Optional placement:
Industrial Placement (120 credits)
Spend 48 weeks on placement working within the industry. Refine, plan, schedule and produce an individual project based on your experience. Critically reflect on the skills and experience gained as part of your placement.
Final year (national level 6)
Computing Project (40 credits)
Articulate an in-depth knowledge and critical understanding of your chosen research topic. Develop your professional skills, such as problem-solving, creativity, critical thinking, self-reflection, and time management. Collect, organise, and present your body of work, including a critical evaluation and correct citation and reference of appropriate research sources.
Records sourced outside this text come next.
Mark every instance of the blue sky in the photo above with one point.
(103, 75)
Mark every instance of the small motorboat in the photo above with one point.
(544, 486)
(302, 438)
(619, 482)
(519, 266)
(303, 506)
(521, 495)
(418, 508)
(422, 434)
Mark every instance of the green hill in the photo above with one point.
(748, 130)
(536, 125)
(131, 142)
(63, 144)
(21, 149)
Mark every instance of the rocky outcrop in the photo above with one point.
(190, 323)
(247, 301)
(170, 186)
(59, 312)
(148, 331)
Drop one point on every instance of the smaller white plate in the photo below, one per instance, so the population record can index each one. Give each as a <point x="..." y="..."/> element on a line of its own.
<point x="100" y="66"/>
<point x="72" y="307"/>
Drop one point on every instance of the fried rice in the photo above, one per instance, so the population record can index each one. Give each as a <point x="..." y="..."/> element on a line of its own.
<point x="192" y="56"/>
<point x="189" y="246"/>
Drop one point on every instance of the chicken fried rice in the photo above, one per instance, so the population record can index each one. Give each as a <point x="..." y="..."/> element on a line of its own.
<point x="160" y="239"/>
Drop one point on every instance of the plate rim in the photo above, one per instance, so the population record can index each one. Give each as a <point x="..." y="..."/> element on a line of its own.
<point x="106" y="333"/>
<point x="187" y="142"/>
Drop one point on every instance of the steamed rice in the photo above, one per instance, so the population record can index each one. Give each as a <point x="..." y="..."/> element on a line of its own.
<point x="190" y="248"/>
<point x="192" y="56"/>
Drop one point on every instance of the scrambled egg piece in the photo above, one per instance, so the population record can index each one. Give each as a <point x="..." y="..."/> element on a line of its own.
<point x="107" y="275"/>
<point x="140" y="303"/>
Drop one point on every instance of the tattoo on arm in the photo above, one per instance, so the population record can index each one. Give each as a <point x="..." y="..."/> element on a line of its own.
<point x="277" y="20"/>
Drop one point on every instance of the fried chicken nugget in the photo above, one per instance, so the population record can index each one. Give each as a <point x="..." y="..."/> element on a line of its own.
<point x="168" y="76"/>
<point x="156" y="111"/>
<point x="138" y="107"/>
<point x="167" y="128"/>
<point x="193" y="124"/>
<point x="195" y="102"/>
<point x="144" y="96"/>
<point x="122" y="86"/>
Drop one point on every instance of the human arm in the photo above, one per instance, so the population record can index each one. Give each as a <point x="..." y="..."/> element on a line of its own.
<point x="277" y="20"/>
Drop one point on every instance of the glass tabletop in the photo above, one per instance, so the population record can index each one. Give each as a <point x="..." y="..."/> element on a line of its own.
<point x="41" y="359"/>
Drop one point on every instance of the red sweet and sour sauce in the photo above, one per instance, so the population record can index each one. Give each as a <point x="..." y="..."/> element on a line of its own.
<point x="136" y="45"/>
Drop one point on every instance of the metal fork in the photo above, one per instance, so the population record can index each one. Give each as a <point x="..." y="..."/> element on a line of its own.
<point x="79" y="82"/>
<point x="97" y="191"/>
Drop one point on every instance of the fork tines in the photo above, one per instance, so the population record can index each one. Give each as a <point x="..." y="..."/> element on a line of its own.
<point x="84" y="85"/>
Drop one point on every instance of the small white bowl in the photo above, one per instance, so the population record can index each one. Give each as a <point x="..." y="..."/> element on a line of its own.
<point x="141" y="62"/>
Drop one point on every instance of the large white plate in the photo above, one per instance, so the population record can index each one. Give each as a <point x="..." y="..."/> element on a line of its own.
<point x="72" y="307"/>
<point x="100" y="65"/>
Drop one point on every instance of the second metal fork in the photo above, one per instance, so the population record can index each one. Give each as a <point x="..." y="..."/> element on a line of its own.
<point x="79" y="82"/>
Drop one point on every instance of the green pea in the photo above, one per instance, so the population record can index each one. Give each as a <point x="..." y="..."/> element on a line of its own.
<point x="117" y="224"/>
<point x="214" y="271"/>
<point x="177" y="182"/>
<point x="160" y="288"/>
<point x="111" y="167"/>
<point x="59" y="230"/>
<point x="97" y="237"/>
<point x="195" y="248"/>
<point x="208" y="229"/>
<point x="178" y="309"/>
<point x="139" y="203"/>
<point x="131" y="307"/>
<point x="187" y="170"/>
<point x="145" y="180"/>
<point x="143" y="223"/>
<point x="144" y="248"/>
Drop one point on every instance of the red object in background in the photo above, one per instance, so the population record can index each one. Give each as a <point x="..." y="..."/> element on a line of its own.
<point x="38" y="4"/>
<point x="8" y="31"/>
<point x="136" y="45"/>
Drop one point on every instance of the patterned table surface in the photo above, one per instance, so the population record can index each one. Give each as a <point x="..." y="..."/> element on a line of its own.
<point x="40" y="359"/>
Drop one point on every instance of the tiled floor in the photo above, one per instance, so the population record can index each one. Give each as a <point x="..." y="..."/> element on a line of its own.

Artificial Intelligence (20 credits)
Examine a range of AI techniques and their application to problem-solving within society, industry, and research. Develop an awareness of the contemporary developments in the field of AI and their application and potential implications. Critically assess real-world problems and determine which AI approaches are suitable for their solutions.
UX Design (20 credits)
Translate research user and contextual data into human-centered design tools such as user stories, personas, and scenarios. Design and develop digital prototypes for a given problem specification. Critically evaluate the usability and user experience of a given interactive system.
Mobile Technologies (20 credits)
Investigate the different ways apps can be created and look at the range of technologies available for the creation of web apps, hybrid applications, and native applications. Design and create applications for a range of different hardware platforms, such as smartphones, tablets, wearable technology, and embedded systems. Critically evaluate a mobile application designed for cross-platform deployment.
Big Data and Visualisation (20 credits)
Dive into the key concepts and applications of Big Data, including how to manage, use, analyse and visualise Big Data effectively in real-world scenarios. Examine Big Data challenges, including privacy issues and data storage. Select and apply Data Science tools and methods such as data visualisation, data mining, and data analytics for analysing Big Data sets.